I arrived at this patch and this line of reasoning because I was comparing the computed-goto interpreter and the tail-call interpreter using perf, and noticed that (at least on the microbenchmark I was studying) the computed-goto interpreter executed slightly fewer instructions but at a significantly worse IPC:

❯ runPcore perf stat ./builds/computed-goto/bin/python3 ubench_unpack.py 100000

 Performance counter stats for './builds/computed-goto/bin/python3 ubench_unpack.py 100000':

          1,129.68 msec task-clock:u                     #    0.985 CPUs utilized
                 0      context-switches:u               #    0.000 /sec
                 0      cpu-migrations:u                 #    0.000 /sec
             1,818      page-faults:u                    #    1.609 K/sec
     <not counted>      cpu_atom/instructions/u                                                 (0.00%)
    12,469,708,578      cpu_core/instructions/u          #    4.47  insn per cycle
     <not counted>      cpu_atom/cycles/u                                                       (0.00%)
     2,790,428,963      cpu_core/cycles/u                #    2.470 GHz
     <not counted>      cpu_atom/branches/u                                                     (0.00%)
     2,781,399,601      cpu_core/branches/u              #    2.462 G/sec
     <not counted>      cpu_atom/branch-misses/u                                                (0.00%)
           587,835      cpu_core/branch-misses/u         #    0.02% of all branches
             TopdownL1 (cpu_core)                 #      0.4 %  tma_backend_bound
                                                  #      0.4 %  tma_bad_speculation
                                                  #     32.5 %  tma_frontend_bound
                                                  #     66.6 %  tma_retiring

❯ runPcore perf stat ./builds/tail-call/bin/python3 ubench_unpack.py 100000

 Performance counter stats for './builds/tail-call/bin/python3 ubench_unpack.py 100000':

            911.65 msec task-clock:u                     #    1.002 CPUs utilized
                 0      context-switches:u               #    0.000 /sec
                 0      cpu-migrations:u                 #    0.000 /sec
             1,816      page-faults:u                    #    1.992 K/sec
     <not counted>      cpu_atom/instructions/u                                                 (0.00%)
    12,829,514,649      cpu_core/instructions/u          #    5.68  insn per cycle
     <not counted>      cpu_atom/cycles/u                                                       (0.00%)
     2,258,460,003      cpu_core/cycles/u                #    2.477 GHz
     <not counted>      cpu_atom/branches/u                                                     (0.00%)
     2,060,476,914      cpu_core/branches/u              #    2.260 G/sec
     <not counted>      cpu_atom/branch-misses/u                                                (0.00%)
           494,661      cpu_core/branch-misses/u         #    0.02% of all branches
             TopdownL1 (cpu_core)                 #      0.4 %  tma_backend_bound
                                                  #      0.4 %  tma_bad_speculation
                                                  #     14.1 %  tma_frontend_bound
                                                  #     85.1 %  tma_retiring

(The ubench_unpack.py script can be found here -- it's a minimized version of pyperformance's bm_unpack_sequence, selected because it showed a substantial divergence between the two interpreters. This is a very small microbenchmark so we shouldn't expect it to be representative, but I was hoping that it would be tractable to analyze and potentially informative)

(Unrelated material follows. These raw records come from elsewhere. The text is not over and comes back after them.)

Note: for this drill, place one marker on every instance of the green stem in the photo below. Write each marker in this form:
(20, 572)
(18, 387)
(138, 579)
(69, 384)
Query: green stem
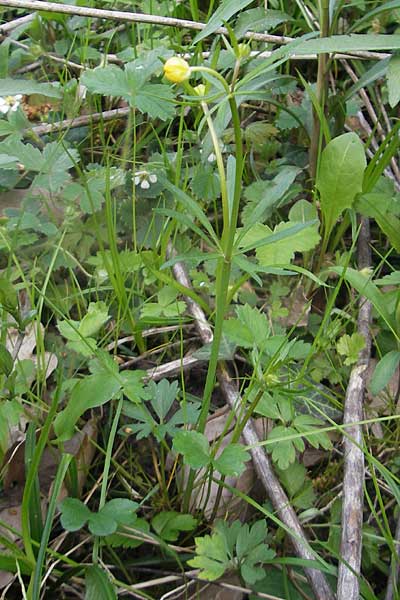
(320, 92)
(106, 470)
(222, 282)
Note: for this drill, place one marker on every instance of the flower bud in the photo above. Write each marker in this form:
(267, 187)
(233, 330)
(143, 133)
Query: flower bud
(176, 69)
(243, 50)
(200, 90)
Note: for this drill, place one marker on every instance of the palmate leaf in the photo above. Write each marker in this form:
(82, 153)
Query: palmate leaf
(155, 99)
(11, 87)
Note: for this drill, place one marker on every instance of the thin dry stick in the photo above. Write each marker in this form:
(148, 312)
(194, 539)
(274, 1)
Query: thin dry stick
(260, 459)
(373, 116)
(117, 15)
(6, 27)
(353, 496)
(107, 115)
(85, 11)
(394, 570)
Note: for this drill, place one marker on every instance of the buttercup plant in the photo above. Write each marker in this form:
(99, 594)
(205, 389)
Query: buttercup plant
(177, 70)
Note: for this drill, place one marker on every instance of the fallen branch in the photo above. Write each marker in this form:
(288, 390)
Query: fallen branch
(260, 459)
(130, 17)
(353, 495)
(393, 580)
(117, 15)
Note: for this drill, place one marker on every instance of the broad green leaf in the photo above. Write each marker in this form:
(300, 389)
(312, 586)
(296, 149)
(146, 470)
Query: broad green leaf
(232, 460)
(249, 329)
(11, 87)
(120, 540)
(283, 251)
(211, 557)
(384, 371)
(98, 584)
(224, 12)
(102, 523)
(195, 448)
(350, 346)
(74, 514)
(6, 361)
(90, 392)
(109, 81)
(169, 524)
(120, 509)
(94, 319)
(340, 176)
(155, 99)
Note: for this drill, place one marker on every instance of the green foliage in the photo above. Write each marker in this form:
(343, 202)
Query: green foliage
(169, 524)
(80, 333)
(384, 371)
(131, 83)
(233, 547)
(98, 584)
(75, 515)
(350, 346)
(339, 186)
(162, 396)
(196, 452)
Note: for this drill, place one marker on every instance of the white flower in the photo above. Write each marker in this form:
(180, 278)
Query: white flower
(145, 179)
(9, 103)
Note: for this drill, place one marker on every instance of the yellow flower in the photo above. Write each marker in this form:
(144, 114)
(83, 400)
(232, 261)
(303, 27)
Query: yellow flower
(176, 69)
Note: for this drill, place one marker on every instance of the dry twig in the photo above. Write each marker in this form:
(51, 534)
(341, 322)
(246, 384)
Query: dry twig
(260, 459)
(353, 496)
(394, 570)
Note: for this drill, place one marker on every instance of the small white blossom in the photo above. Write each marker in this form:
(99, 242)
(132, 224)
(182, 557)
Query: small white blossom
(145, 179)
(9, 103)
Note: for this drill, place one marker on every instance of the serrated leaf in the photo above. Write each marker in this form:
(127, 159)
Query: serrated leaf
(232, 460)
(384, 371)
(95, 318)
(393, 80)
(98, 584)
(211, 557)
(194, 447)
(284, 451)
(350, 346)
(259, 19)
(109, 81)
(74, 514)
(90, 392)
(249, 329)
(263, 196)
(169, 524)
(102, 523)
(340, 176)
(283, 251)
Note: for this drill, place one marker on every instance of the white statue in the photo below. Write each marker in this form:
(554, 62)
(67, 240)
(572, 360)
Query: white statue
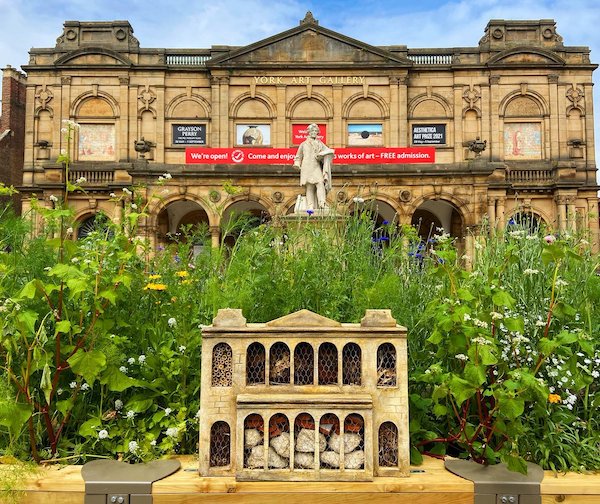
(314, 159)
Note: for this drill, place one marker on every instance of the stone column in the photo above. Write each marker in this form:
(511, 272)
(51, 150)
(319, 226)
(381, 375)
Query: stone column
(492, 213)
(215, 236)
(500, 213)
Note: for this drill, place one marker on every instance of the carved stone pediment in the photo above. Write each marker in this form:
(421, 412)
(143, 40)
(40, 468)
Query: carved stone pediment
(526, 56)
(307, 45)
(303, 318)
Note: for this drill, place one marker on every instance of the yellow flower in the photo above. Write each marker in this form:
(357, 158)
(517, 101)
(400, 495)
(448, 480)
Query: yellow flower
(553, 398)
(153, 286)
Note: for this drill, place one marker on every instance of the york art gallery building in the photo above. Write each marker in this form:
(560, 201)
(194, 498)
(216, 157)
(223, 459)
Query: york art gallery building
(450, 137)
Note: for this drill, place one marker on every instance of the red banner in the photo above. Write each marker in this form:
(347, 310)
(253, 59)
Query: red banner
(300, 133)
(347, 155)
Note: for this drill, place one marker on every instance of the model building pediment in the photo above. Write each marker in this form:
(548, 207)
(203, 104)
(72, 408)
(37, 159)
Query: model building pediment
(309, 44)
(303, 318)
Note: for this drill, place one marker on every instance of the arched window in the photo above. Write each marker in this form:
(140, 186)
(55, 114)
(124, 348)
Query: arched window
(304, 364)
(255, 364)
(254, 449)
(351, 364)
(386, 365)
(388, 445)
(220, 445)
(354, 442)
(279, 364)
(329, 427)
(328, 364)
(304, 435)
(222, 366)
(279, 441)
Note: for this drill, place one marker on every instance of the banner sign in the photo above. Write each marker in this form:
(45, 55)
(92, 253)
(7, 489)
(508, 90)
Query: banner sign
(429, 134)
(300, 133)
(348, 155)
(189, 134)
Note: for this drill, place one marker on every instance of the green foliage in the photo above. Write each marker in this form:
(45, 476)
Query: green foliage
(101, 337)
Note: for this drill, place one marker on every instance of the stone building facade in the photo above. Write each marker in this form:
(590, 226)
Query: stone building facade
(12, 129)
(510, 119)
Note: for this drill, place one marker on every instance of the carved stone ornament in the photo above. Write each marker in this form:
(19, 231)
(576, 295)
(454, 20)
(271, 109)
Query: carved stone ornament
(214, 196)
(575, 94)
(44, 96)
(405, 196)
(146, 96)
(471, 95)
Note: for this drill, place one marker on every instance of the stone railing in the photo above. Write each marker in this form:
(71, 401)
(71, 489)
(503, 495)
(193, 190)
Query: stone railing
(533, 177)
(92, 177)
(431, 59)
(187, 59)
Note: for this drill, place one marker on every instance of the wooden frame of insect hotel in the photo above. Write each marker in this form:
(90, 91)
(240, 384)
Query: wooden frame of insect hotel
(304, 398)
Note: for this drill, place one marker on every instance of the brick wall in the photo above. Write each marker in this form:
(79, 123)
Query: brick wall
(12, 129)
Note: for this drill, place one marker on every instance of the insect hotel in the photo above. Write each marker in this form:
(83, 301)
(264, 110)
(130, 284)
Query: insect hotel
(304, 398)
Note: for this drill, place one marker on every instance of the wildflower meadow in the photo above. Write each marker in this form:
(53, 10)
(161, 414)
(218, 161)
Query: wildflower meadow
(101, 336)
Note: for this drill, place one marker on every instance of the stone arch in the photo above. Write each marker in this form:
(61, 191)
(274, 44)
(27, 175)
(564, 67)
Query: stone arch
(197, 99)
(378, 101)
(81, 100)
(422, 99)
(88, 51)
(538, 99)
(238, 104)
(299, 99)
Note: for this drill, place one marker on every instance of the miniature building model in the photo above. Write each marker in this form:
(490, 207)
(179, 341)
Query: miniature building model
(510, 120)
(304, 397)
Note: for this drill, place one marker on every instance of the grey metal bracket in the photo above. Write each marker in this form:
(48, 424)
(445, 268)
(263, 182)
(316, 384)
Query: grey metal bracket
(497, 485)
(113, 482)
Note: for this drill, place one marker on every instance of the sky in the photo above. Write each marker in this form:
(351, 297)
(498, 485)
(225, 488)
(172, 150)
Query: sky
(201, 23)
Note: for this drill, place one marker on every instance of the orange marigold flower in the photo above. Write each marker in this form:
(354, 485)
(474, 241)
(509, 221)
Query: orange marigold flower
(553, 398)
(153, 286)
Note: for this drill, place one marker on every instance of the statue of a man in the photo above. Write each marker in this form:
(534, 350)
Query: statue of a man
(314, 160)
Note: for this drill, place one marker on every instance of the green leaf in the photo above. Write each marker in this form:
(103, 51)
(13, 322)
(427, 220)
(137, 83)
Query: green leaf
(416, 458)
(14, 415)
(502, 298)
(116, 380)
(64, 326)
(87, 364)
(64, 406)
(461, 389)
(29, 290)
(46, 382)
(475, 375)
(465, 294)
(89, 427)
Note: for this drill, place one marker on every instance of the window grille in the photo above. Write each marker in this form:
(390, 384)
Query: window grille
(351, 364)
(222, 366)
(354, 442)
(304, 363)
(279, 442)
(220, 444)
(255, 364)
(304, 438)
(388, 445)
(328, 364)
(386, 365)
(279, 364)
(254, 449)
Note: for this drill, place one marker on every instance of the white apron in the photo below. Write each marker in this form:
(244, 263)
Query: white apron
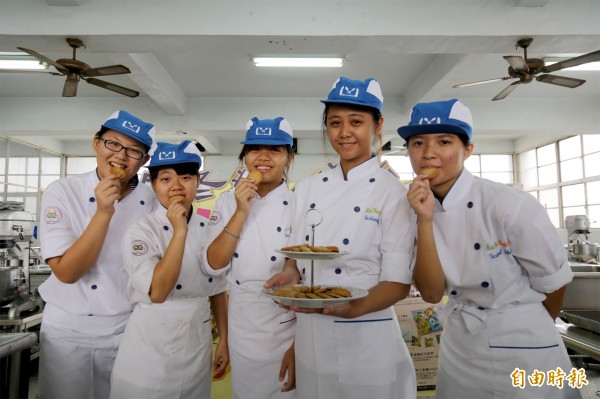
(175, 333)
(259, 331)
(500, 253)
(368, 216)
(253, 319)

Based on the branch-misses discrepancy and some other not-necessarily-correct interpretation, I guessed at the "compiler is re-merging branches" theory, and considered it validated by the initial performance numbers. I think the performance gains do suggest it's doing something, but it's possible I'm mistaken about what. Notably, I think I'd expect a larger difference in tma_bad_speculation if branch-predictor accuracy were the issue, although I am far from a uarch/perf counter expert and may be completely mistaken.